The same chargeable gains rules set out in Heather’s article apply equally to assets used in a qualifying trade or property business.
However, note that the trade and business assets which may be the subject of the insurance claim will very likely include wasting assets. By definition, items of plant and machinery that qualify for capital allowances are deemed to be wasting assets with a life of less than 50 years.
If the insured asset is a passenger vehicle within TCGA 1992, s 263 or a chattel (tangible moveable assets), which is a wasting asset for which no capital allowances claim has been made, then any gain arising will be exempt.
The full chattels exemption will not be available if capital allowances have been claimed but the limited chattel exemption in TCGA 1992, s 262 could apply separately to each asset to exempt some or all of the gains from the charge to tax.
Practitioners should remember that any capital loss arising would be restricted to the extent tax relief has already been given in respect of an asset by way of capital allowances.
In addition to the special rules that apply where insurance proceeds or compensation are received, the usual capital gains rules and reliefs continue to apply including, in particular, the potential to roll over gains on qualifying trade assets if the relieving provisions in TCGA 1992, s 23, as described in Heather’s article, are not available.
Lost or damaged records
Regardless of whether insurance proceeds are received for capital or for revenue losses, the key to establishing the correct tax treatment normally relies on the client having good historical records. Unfortunately, in many insurance recovery cases, these records have either been completely or partly destroyed, so key information is often missing.

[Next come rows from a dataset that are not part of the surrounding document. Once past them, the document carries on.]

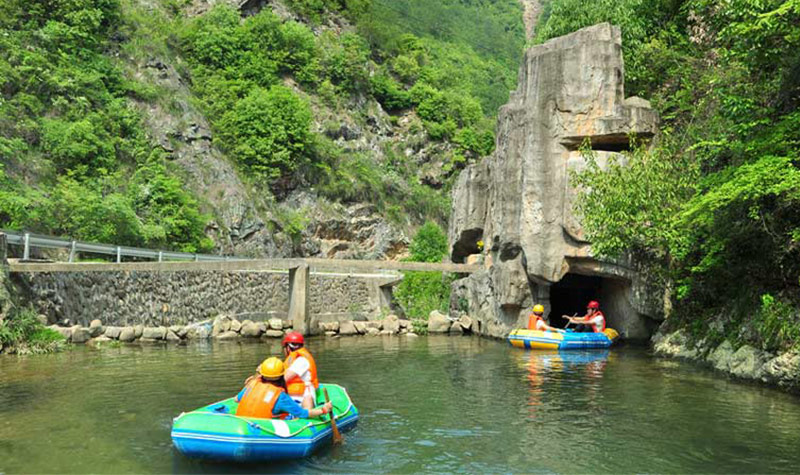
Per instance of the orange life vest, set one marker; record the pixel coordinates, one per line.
(296, 386)
(598, 328)
(259, 399)
(533, 321)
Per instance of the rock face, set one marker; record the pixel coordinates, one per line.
(519, 200)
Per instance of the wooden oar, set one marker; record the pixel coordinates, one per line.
(337, 437)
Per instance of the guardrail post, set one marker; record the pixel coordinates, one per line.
(3, 250)
(298, 299)
(26, 253)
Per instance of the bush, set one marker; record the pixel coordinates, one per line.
(268, 131)
(419, 293)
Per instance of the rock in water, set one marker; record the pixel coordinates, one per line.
(127, 334)
(347, 328)
(438, 323)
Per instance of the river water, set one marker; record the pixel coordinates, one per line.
(430, 404)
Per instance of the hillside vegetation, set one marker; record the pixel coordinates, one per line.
(713, 210)
(77, 158)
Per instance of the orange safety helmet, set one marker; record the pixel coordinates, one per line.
(294, 338)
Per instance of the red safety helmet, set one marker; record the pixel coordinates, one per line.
(294, 338)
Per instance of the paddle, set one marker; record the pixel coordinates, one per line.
(337, 437)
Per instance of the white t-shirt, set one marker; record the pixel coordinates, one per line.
(597, 321)
(302, 368)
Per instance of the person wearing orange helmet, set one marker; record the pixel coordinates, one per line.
(594, 319)
(536, 320)
(264, 396)
(301, 370)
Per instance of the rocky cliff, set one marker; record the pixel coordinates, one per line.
(519, 200)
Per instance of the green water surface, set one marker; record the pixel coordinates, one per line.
(430, 404)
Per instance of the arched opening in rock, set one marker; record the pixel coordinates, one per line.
(570, 295)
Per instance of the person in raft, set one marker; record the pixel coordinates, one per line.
(264, 396)
(301, 370)
(536, 321)
(594, 320)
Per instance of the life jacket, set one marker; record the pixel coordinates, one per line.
(533, 321)
(296, 386)
(259, 399)
(598, 328)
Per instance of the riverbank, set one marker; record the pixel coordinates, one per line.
(226, 327)
(746, 362)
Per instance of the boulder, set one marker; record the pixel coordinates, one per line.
(197, 332)
(183, 331)
(221, 324)
(250, 329)
(172, 336)
(66, 332)
(154, 333)
(80, 334)
(391, 324)
(438, 323)
(347, 328)
(96, 328)
(228, 335)
(127, 334)
(361, 327)
(113, 332)
(329, 326)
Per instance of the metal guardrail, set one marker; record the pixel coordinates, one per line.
(31, 240)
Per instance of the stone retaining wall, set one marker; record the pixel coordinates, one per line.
(154, 299)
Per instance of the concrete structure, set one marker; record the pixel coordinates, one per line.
(304, 292)
(519, 201)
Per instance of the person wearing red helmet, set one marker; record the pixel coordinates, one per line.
(594, 318)
(301, 370)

Where information is lost or damaged, HMRC requires taxpayers to do their best to recreate the missing records. If this is not possible, taxpayers are required to inform HMRC of this as soon as possible.
In these circumstances HMRC should normally agree that tax returns can either be prepared on the basis of estimated figures, where actual figures cannot be provided, or on provisional figures, where there are delays in recreating the true figures.
In either case it is likely that a fair amount of judgment will be required and practitioners will need to consider with their client suitable disclosures to include in the tax return.
Summary
While tax consequences are probably the last thing on a client’s mind after a major incident, such as a fire or a flood, they cannot be ignored. Practitioners should be on hand to advise their clients on potential liabilities and payment dates as soon as possible, especially because establishing the correct tax treatment may involve the laborious task of recreating missing records.